Email: ldipuppo[at]hse.ru
Jesko Schmoller
Jesko Schmoller is a Research Fellow at the Chair for Transregional Central Asian Studies at Humboldt University Berlin, Germany, and a Senior Researcher at the Centre for Comparative History and Political Studies at Perm State University, Russia. He works on Muslim pilgrimage, saint veneration and Sufism in the Russian Urals and Kazakhstan. Further interests of his are the interrelations of religious, ethnic and national identities as well as the spatial dimensions of Islam.
Email: jeskoschmoller[at]gmail.com
Hannah Theaker
Hannah Theaker is Lecturer in History and Politics at the University of Plymouth and a Visiting Fellow at the University of Oxford China Centre. Her research explores religion, ethnicity, environment and violence in China’s northwestern provinces, with a particular interest in Islam and Sufism in China. Her book project, China’s Forgotten Partition, explores the legacies of the mass resettlements of Muslim population that followed the 1860s Great Northwestern Rebellion in China.
Email: hannah.theaker[at]gmail.com
Mustafa Şen
Mustafa Şen is an Associate Professor in the Department of Sociology at the Middle East Technical University, Ankara, Turkey. His main areas of interest are sociology of religion, economic sociology and contemporary Central Asia.
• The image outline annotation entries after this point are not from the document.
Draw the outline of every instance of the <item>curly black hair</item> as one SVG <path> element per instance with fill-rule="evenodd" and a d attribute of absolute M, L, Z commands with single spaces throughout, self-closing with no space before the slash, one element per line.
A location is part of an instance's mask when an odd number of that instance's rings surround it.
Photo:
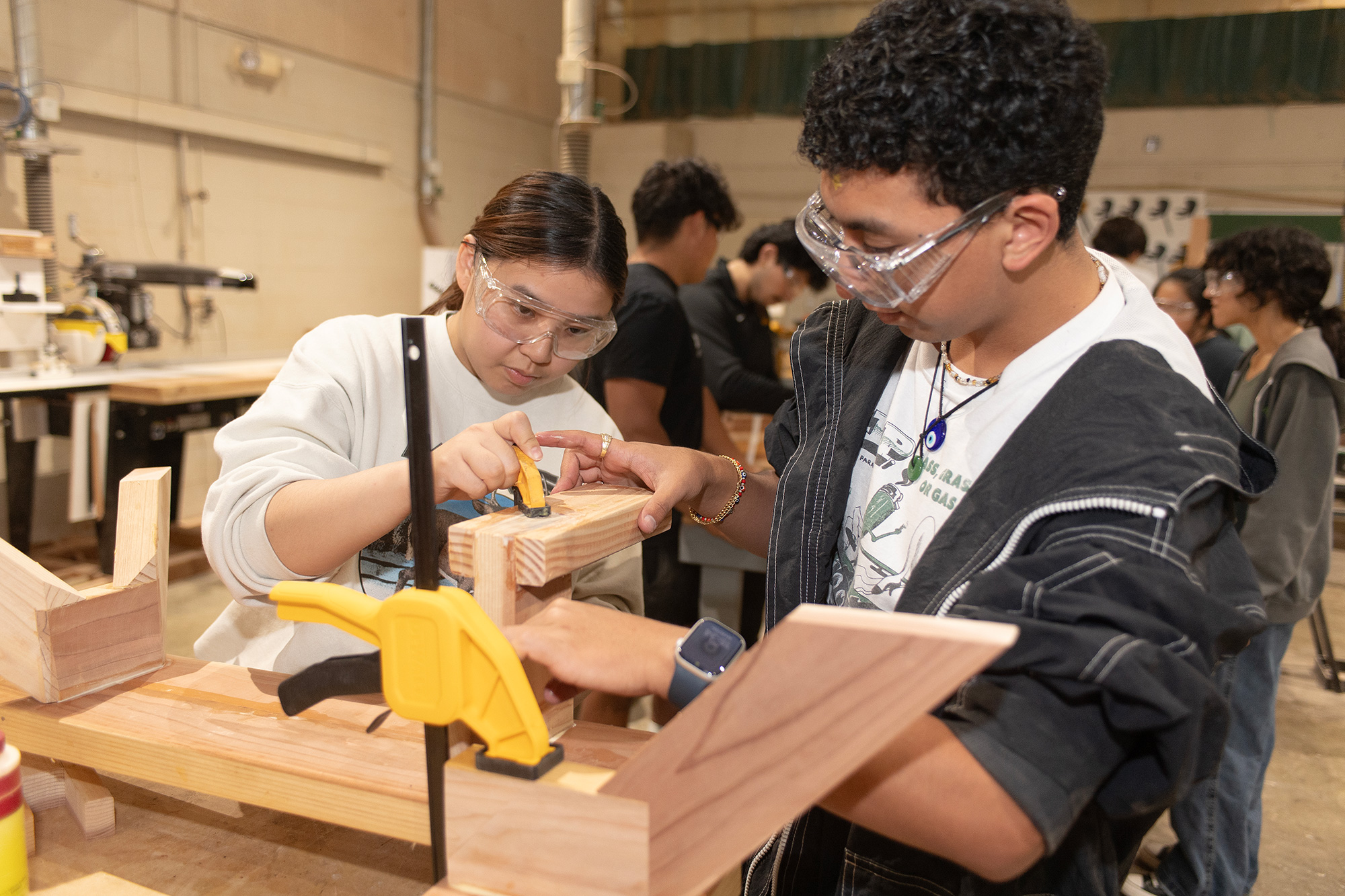
<path fill-rule="evenodd" d="M 959 209 L 1064 187 L 1064 242 L 1106 85 L 1096 32 L 1061 0 L 888 0 L 812 73 L 799 153 L 830 172 L 909 165 Z"/>
<path fill-rule="evenodd" d="M 720 170 L 702 159 L 655 161 L 631 196 L 638 242 L 667 242 L 682 219 L 705 213 L 716 230 L 733 230 L 742 218 Z"/>
<path fill-rule="evenodd" d="M 1205 270 L 1236 273 L 1256 307 L 1279 303 L 1286 318 L 1321 327 L 1336 365 L 1345 370 L 1345 316 L 1323 308 L 1332 260 L 1321 238 L 1302 227 L 1255 227 L 1220 239 L 1205 254 Z"/>
<path fill-rule="evenodd" d="M 761 254 L 761 246 L 767 244 L 779 250 L 783 264 L 807 274 L 808 285 L 812 289 L 822 289 L 822 287 L 827 285 L 826 273 L 822 272 L 818 262 L 812 260 L 808 250 L 799 242 L 799 234 L 794 231 L 794 218 L 761 225 L 749 233 L 748 238 L 742 241 L 742 249 L 738 250 L 738 258 L 749 265 L 756 264 L 757 256 Z"/>

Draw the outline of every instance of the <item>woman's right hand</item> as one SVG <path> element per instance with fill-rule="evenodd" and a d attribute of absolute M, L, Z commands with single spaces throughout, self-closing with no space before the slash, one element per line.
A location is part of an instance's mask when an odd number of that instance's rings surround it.
<path fill-rule="evenodd" d="M 542 448 L 522 410 L 468 426 L 434 449 L 434 503 L 484 498 L 518 482 L 518 445 L 533 460 Z"/>
<path fill-rule="evenodd" d="M 578 429 L 543 432 L 538 441 L 549 448 L 565 448 L 561 476 L 551 491 L 589 482 L 652 491 L 640 511 L 639 526 L 646 534 L 658 529 L 674 507 L 718 509 L 738 484 L 733 464 L 691 448 L 613 439 L 607 456 L 601 457 L 603 436 Z"/>

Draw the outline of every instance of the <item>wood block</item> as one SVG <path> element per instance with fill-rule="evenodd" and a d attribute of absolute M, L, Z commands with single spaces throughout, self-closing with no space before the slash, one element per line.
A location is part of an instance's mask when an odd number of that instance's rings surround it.
<path fill-rule="evenodd" d="M 562 761 L 527 782 L 476 771 L 473 753 L 444 767 L 449 881 L 511 896 L 648 892 L 648 806 L 594 792 L 609 770 Z"/>
<path fill-rule="evenodd" d="M 44 702 L 164 665 L 169 468 L 121 482 L 112 587 L 77 592 L 0 541 L 0 675 Z"/>
<path fill-rule="evenodd" d="M 62 764 L 66 768 L 66 806 L 79 822 L 85 839 L 116 833 L 117 809 L 98 772 L 85 766 Z"/>
<path fill-rule="evenodd" d="M 66 770 L 56 760 L 24 752 L 19 775 L 23 779 L 23 802 L 34 811 L 66 805 Z"/>
<path fill-rule="evenodd" d="M 34 891 L 34 896 L 164 896 L 157 889 L 132 884 L 108 872 L 89 874 L 56 887 Z"/>
<path fill-rule="evenodd" d="M 1015 638 L 998 623 L 796 608 L 603 787 L 650 806 L 650 893 L 713 887 Z"/>
<path fill-rule="evenodd" d="M 30 694 L 46 693 L 36 612 L 79 600 L 74 588 L 0 541 L 0 675 Z"/>
<path fill-rule="evenodd" d="M 545 585 L 557 576 L 601 560 L 646 538 L 636 525 L 650 499 L 643 488 L 580 486 L 549 495 L 551 515 L 529 519 L 516 509 L 460 522 L 448 530 L 449 568 L 479 578 L 473 550 L 479 533 L 512 539 L 514 578 L 519 585 Z M 664 531 L 663 521 L 658 531 Z"/>
<path fill-rule="evenodd" d="M 151 673 L 165 662 L 159 583 L 89 591 L 94 593 L 86 600 L 36 613 L 48 694 L 58 701 Z"/>

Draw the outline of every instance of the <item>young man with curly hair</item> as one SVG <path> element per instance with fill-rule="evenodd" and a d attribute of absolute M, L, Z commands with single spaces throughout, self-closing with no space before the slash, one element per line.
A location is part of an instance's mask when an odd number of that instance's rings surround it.
<path fill-rule="evenodd" d="M 1104 82 L 1056 0 L 889 0 L 812 75 L 798 231 L 853 300 L 795 335 L 773 470 L 720 530 L 768 556 L 768 624 L 831 603 L 1020 636 L 773 837 L 751 896 L 1112 896 L 1217 761 L 1212 669 L 1264 622 L 1232 510 L 1274 461 L 1079 237 Z M 541 439 L 572 449 L 558 487 L 652 487 L 646 531 L 740 483 L 698 452 Z M 507 634 L 561 682 L 667 693 L 685 631 L 561 601 Z"/>
<path fill-rule="evenodd" d="M 1332 560 L 1345 322 L 1340 308 L 1322 307 L 1330 280 L 1326 248 L 1299 227 L 1244 230 L 1205 257 L 1213 326 L 1243 324 L 1256 338 L 1229 379 L 1228 409 L 1279 461 L 1274 487 L 1239 527 L 1270 626 L 1216 673 L 1232 705 L 1219 771 L 1173 806 L 1180 842 L 1151 877 L 1131 881 L 1137 893 L 1243 896 L 1256 883 L 1279 665 L 1294 626 L 1321 597 Z"/>

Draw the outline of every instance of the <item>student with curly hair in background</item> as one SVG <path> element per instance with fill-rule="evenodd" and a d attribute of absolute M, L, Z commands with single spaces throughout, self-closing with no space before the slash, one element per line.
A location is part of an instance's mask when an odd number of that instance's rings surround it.
<path fill-rule="evenodd" d="M 1245 896 L 1256 883 L 1280 661 L 1330 566 L 1345 320 L 1340 308 L 1322 307 L 1332 278 L 1322 241 L 1298 227 L 1245 230 L 1216 244 L 1205 277 L 1215 326 L 1243 324 L 1256 338 L 1228 383 L 1228 408 L 1279 461 L 1275 484 L 1240 526 L 1270 627 L 1216 673 L 1232 705 L 1219 772 L 1173 807 L 1180 842 L 1142 885 L 1170 896 Z"/>
<path fill-rule="evenodd" d="M 1209 299 L 1205 296 L 1205 272 L 1200 268 L 1178 268 L 1158 281 L 1154 304 L 1167 312 L 1177 328 L 1186 334 L 1196 355 L 1205 367 L 1209 385 L 1220 396 L 1228 390 L 1228 379 L 1241 361 L 1243 350 L 1215 326 Z"/>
His current research is concerned with state-religion relations in Turkey and the activities of official and non-official Turkish Islamic organizations in Europe and Central Asia. His publications include: “A Background for Understanding the Gülen Community”, Soziale Welt, the special issue on “Islam as an Arena of Conflicts in Europe, 2007, 17, 327-346. “Transformation of Turkish Islamism and the Rise of Justice and Development Party”, Turkish Studies Journal, 2010, Vol.: 11, Number: 1, pp.: 59-84. “The AKP Rule and the Directorate of Religious Affairs,” in Nikos Christofis (ed.) Erdoğan’s ‘New’ Turkey: Attempted Coup D’état and the Acceleration of Political Crisis, (2020) Routledge: London and New York, pp.: 40-57. “The Case of the Alevi in Turkey and the Challenges to Liberal Multiculturalism” with Aret Karademir, Journal of Southeast European and Balkan Studies, 2021. “Advanced Marginality and Criminalization: the Case of Altındağ,” with Boran Ali Mercan, Turkish Studies, 2021.
Email: senmusti[at]metu.edu.tr
Anna Sehnalova
Anna Sehnalova is a Postdoctoral Research Scholar at the Weatherhead East Asian Institute and a Lecturer at the Department of East Asian Languages and Cultures at Columbia University in the City of New York, along with pursuing her second doctorate at the University of Oxford. Anna’s research interests particularly are Tibetan cultural reflections of the environment, landscape and wildlife, ranging from non-Buddhist mountain and ancestor cults and their socio-political roles and interactions with Buddhism, to medicine and botany, as well as ritual. Approaching these topics, she has worked on medico-ritual practices within monastic tantric traditions, Bon, local histories in East Tibet, treasure cults of Tibetan Buddhism, pilgrimage, and current processes of modernisation of religious practice. Her work relies on both ethnography and historical and contemporary textual sources.
Email: anna.sehnalova13[at]gmail.com
Rabia Harmanşah
Rabia Harmanşah is a Research Fellow at the Department of Middle Eastern and South East Asian Studies in the University of Cologne. Her main interests are political anthropology, nationalism, ethno-religious conflict, memory studies, religion, political violence and displacement, material culture with area emphasis on Cyprus, Turkey and Eastern Europe. She is currently working on her new research project on the islands of Imbros and Rhodes, titled Mapping the Forgotten Landscape: People, Power and Belonging.